006-laptop-cli-v2-repository-structure.md

File metadata and controls

140 lines (102 loc) · 5.39 KB

Repository format

A Zenith repository is similar to a traditional PostgreSQL backup archive, like a WAL-G bucket or pgbarman backup catalogue. It holds multiple versions of a PostgreSQL database cluster.

The distinguishing feature is that you can launch a Zenith Postgres server directly against a branch in the repository, without having to "restore" it first. Also, Zenith manages the storage automatically, there is no separation between full and incremental backups nor WAL archive. Zenith relies heavily on the WAL, and uses concepts similar to incremental backups and WAL archiving internally, but it is hidden from the user.

Directory structure, version 1

This first version is pretty straightforward but not very efficient. Just something to get us started.

The repository directory looks like this:

.zenith/timelines/4543be3daeab2ed4e58a285cbb8dd1fce6970f8c/wal/
.zenith/timelines/4543be3daeab2ed4e58a285cbb8dd1fce6970f8c/snapshots/<lsn>/
.zenith/timelines/4543be3daeab2ed4e58a285cbb8dd1fce6970f8c/history

.zenith/refs/branches/mybranch
.zenith/refs/tags/foo
.zenith/refs/tags/bar

.zenith/datadirs/<timeline uuid>

Timelines

A timeline is similar to PostgeSQL's timeline, but is identified by a UUID instead of a 32-bit timeline Id. For user convenience, it can be given a name that refers to the UUID (called a branch).

All WAL is generated on a timeline. You can launch a read-only node against a tag or arbitrary LSN on a timeline, but in order to write, you need to create a timeline.

Each timeline is stored in a directory under .zenith/timelines. It consists of a WAL archive, containing all the WAL in the standard PostgreSQL format, under the wal/ subdirectory.

The 'snapshots/' subdirectory, contains "base backups" of the data directory at a different LSNs. Each snapshot is simply a copy of the Postgres data directory.
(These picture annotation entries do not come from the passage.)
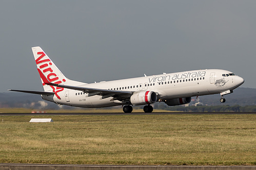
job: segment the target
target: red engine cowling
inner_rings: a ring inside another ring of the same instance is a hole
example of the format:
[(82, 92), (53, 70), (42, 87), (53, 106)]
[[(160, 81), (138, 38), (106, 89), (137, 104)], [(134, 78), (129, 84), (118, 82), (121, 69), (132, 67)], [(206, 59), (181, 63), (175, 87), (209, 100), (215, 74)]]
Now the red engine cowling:
[(191, 101), (191, 98), (183, 98), (167, 100), (165, 103), (169, 106), (184, 105), (189, 103)]
[(156, 94), (152, 91), (142, 91), (134, 93), (131, 96), (130, 102), (132, 105), (140, 105), (150, 104), (156, 102)]

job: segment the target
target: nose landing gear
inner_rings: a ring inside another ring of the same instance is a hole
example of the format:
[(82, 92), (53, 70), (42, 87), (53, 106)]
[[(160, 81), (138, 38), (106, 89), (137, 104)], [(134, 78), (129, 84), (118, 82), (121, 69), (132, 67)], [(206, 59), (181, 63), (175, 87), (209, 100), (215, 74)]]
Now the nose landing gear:
[(225, 103), (225, 102), (226, 102), (226, 99), (225, 99), (225, 98), (223, 98), (223, 95), (221, 96), (221, 98), (220, 100), (220, 102), (221, 102), (221, 103)]
[(145, 113), (151, 113), (153, 111), (153, 107), (150, 105), (146, 105), (143, 108), (143, 111)]

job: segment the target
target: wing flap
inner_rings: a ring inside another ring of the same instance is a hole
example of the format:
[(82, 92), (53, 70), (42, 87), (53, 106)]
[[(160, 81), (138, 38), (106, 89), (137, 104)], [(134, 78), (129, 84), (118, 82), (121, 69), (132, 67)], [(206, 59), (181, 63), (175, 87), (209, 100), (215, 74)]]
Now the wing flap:
[(48, 91), (29, 91), (29, 90), (12, 90), (12, 89), (9, 89), (8, 91), (22, 92), (24, 93), (41, 94), (41, 95), (50, 95), (55, 94), (54, 92), (48, 92)]

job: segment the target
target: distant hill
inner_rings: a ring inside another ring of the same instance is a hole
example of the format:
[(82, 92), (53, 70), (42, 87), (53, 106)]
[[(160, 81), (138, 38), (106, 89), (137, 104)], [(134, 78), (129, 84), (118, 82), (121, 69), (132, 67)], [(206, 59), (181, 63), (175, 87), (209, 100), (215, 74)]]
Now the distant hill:
[[(235, 105), (251, 106), (256, 105), (256, 89), (249, 88), (238, 88), (234, 92), (224, 96), (226, 99), (225, 103), (220, 102), (221, 95), (219, 94), (201, 96), (199, 97), (199, 102), (203, 105), (216, 106)], [(191, 102), (194, 104), (196, 101)], [(158, 105), (158, 103), (156, 103)], [(0, 93), (0, 107), (24, 107), (29, 108), (44, 108), (45, 109), (57, 109), (59, 107), (55, 104), (44, 101), (41, 95), (24, 93), (20, 92), (9, 92)], [(71, 107), (65, 106), (65, 108)]]

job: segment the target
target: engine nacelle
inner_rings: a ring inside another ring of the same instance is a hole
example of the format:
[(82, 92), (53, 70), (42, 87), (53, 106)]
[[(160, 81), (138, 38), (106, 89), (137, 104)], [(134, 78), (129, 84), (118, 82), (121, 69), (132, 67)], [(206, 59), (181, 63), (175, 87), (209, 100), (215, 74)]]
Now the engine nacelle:
[(191, 101), (191, 98), (183, 98), (167, 100), (165, 103), (169, 106), (184, 105), (189, 103)]
[(142, 91), (131, 96), (131, 103), (135, 105), (150, 104), (156, 102), (156, 94), (152, 91)]

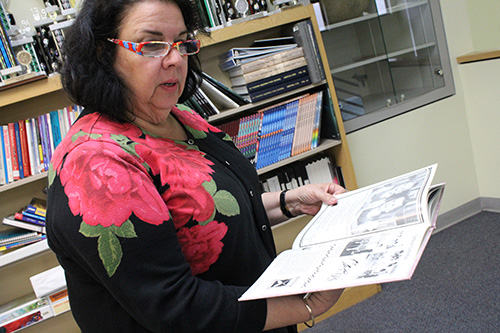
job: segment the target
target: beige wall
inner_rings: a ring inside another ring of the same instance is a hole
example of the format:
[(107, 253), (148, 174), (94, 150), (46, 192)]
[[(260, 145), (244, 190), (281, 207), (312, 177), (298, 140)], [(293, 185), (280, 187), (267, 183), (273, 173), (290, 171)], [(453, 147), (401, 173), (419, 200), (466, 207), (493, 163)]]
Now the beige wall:
[(500, 48), (500, 1), (467, 0), (474, 50)]
[(435, 182), (447, 183), (441, 213), (478, 197), (500, 198), (500, 63), (456, 62), (474, 50), (479, 29), (488, 34), (498, 25), (495, 12), (469, 13), (476, 2), (488, 1), (440, 1), (456, 95), (348, 135), (359, 186), (438, 163)]

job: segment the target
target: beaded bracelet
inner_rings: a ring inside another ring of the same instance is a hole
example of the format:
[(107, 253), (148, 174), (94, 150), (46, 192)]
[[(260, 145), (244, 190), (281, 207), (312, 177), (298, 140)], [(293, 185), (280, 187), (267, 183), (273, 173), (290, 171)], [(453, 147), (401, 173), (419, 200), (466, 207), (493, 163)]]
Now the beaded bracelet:
[(289, 219), (291, 219), (292, 217), (294, 217), (292, 215), (292, 213), (290, 213), (290, 211), (288, 210), (288, 207), (286, 206), (286, 202), (285, 202), (285, 193), (287, 192), (288, 190), (283, 190), (281, 191), (280, 193), (280, 208), (281, 208), (281, 212), (286, 216), (288, 217)]
[(304, 325), (306, 325), (307, 327), (311, 328), (314, 326), (314, 324), (316, 324), (316, 319), (314, 318), (314, 315), (312, 313), (312, 309), (311, 307), (309, 306), (309, 302), (307, 301), (309, 299), (309, 297), (311, 296), (311, 293), (307, 293), (304, 295), (304, 297), (302, 298), (302, 301), (304, 301), (304, 305), (306, 306), (306, 309), (307, 311), (309, 312), (309, 315), (311, 316), (311, 321), (312, 321), (312, 324), (309, 325), (307, 322), (304, 322)]

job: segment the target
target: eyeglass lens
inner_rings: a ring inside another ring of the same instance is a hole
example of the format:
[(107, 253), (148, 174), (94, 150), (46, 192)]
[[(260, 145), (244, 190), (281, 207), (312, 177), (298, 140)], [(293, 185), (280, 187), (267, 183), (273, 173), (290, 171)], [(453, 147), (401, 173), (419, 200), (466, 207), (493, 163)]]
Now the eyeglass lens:
[[(173, 46), (179, 51), (181, 55), (191, 55), (198, 52), (197, 41), (183, 41), (174, 43)], [(171, 49), (171, 44), (161, 42), (151, 42), (142, 46), (142, 53), (145, 56), (162, 56), (167, 54)]]

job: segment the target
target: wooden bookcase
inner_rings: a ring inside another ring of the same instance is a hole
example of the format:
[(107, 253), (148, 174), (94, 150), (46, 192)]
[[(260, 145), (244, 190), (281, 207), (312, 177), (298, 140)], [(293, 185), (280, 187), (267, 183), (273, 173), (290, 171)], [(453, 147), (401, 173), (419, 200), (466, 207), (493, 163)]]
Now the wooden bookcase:
[[(218, 55), (235, 46), (249, 46), (255, 39), (277, 37), (283, 31), (289, 29), (294, 23), (310, 19), (313, 23), (316, 38), (325, 72), (329, 73), (328, 61), (321, 39), (314, 10), (312, 6), (296, 7), (275, 13), (266, 17), (235, 24), (223, 29), (215, 30), (209, 38), (202, 39), (202, 50), (200, 60), (202, 68), (208, 74), (215, 77), (222, 83), (230, 86), (229, 78), (224, 72), (218, 70)], [(322, 83), (330, 90), (333, 104), (335, 106), (335, 117), (338, 121), (340, 140), (327, 140), (321, 142), (320, 146), (304, 155), (286, 159), (276, 165), (259, 170), (259, 173), (267, 172), (273, 168), (283, 166), (296, 159), (304, 158), (322, 152), (333, 158), (342, 167), (346, 187), (348, 189), (357, 188), (354, 169), (347, 145), (344, 127), (338, 103), (335, 96), (335, 89), (331, 76), (327, 75)], [(317, 86), (317, 85), (316, 85)], [(315, 86), (306, 87), (305, 90), (314, 89)], [(283, 97), (282, 97), (283, 98)], [(274, 99), (271, 99), (274, 100)], [(230, 110), (226, 114), (217, 117), (238, 116), (239, 113), (257, 111), (259, 107), (272, 105), (275, 101), (256, 103), (239, 109)], [(26, 119), (35, 115), (44, 114), (59, 108), (73, 104), (62, 91), (58, 75), (35, 82), (31, 82), (18, 87), (0, 91), (0, 123), (5, 124), (20, 119)], [(33, 196), (43, 197), (42, 190), (47, 186), (46, 174), (31, 176), (11, 184), (0, 186), (0, 217), (13, 213), (29, 202)], [(278, 251), (288, 248), (298, 231), (307, 223), (307, 218), (296, 218), (290, 222), (278, 225), (273, 228)], [(21, 250), (0, 256), (0, 304), (4, 304), (12, 299), (32, 292), (29, 277), (37, 273), (50, 269), (58, 265), (55, 255), (48, 249), (46, 243), (28, 246)], [(346, 290), (341, 301), (337, 303), (332, 311), (323, 317), (341, 311), (367, 297), (380, 291), (379, 286), (368, 286)], [(62, 331), (78, 331), (70, 313), (41, 322), (27, 328), (26, 332), (49, 332), (54, 327), (59, 327)]]

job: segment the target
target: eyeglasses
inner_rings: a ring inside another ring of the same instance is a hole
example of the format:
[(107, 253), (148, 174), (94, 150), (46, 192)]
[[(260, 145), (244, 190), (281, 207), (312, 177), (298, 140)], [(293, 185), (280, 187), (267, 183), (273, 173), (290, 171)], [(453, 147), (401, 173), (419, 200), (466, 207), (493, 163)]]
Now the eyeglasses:
[(200, 51), (200, 41), (196, 39), (183, 40), (176, 43), (156, 41), (134, 43), (115, 38), (108, 38), (108, 41), (123, 46), (129, 51), (150, 58), (164, 57), (173, 47), (175, 47), (182, 56), (193, 55)]

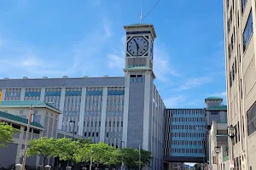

When a new timeline is forked from a previous timeline, the ancestor timeline's UUID is stored in the 'history' file.

Refs

There are two kinds of named objects in the repository: branches and tags. A branch is a human-friendly name for a timeline UUID, and a tag is a human-friendly name for a specific LSN on a timeline (timeline UUID + LSN). Like in git, these are just for user convenience; you can also use timeline UUIDs and LSNs directly.

Refs do have one additional purpose though: naming a timeline or LSN prevents it from being automatically garbage collected.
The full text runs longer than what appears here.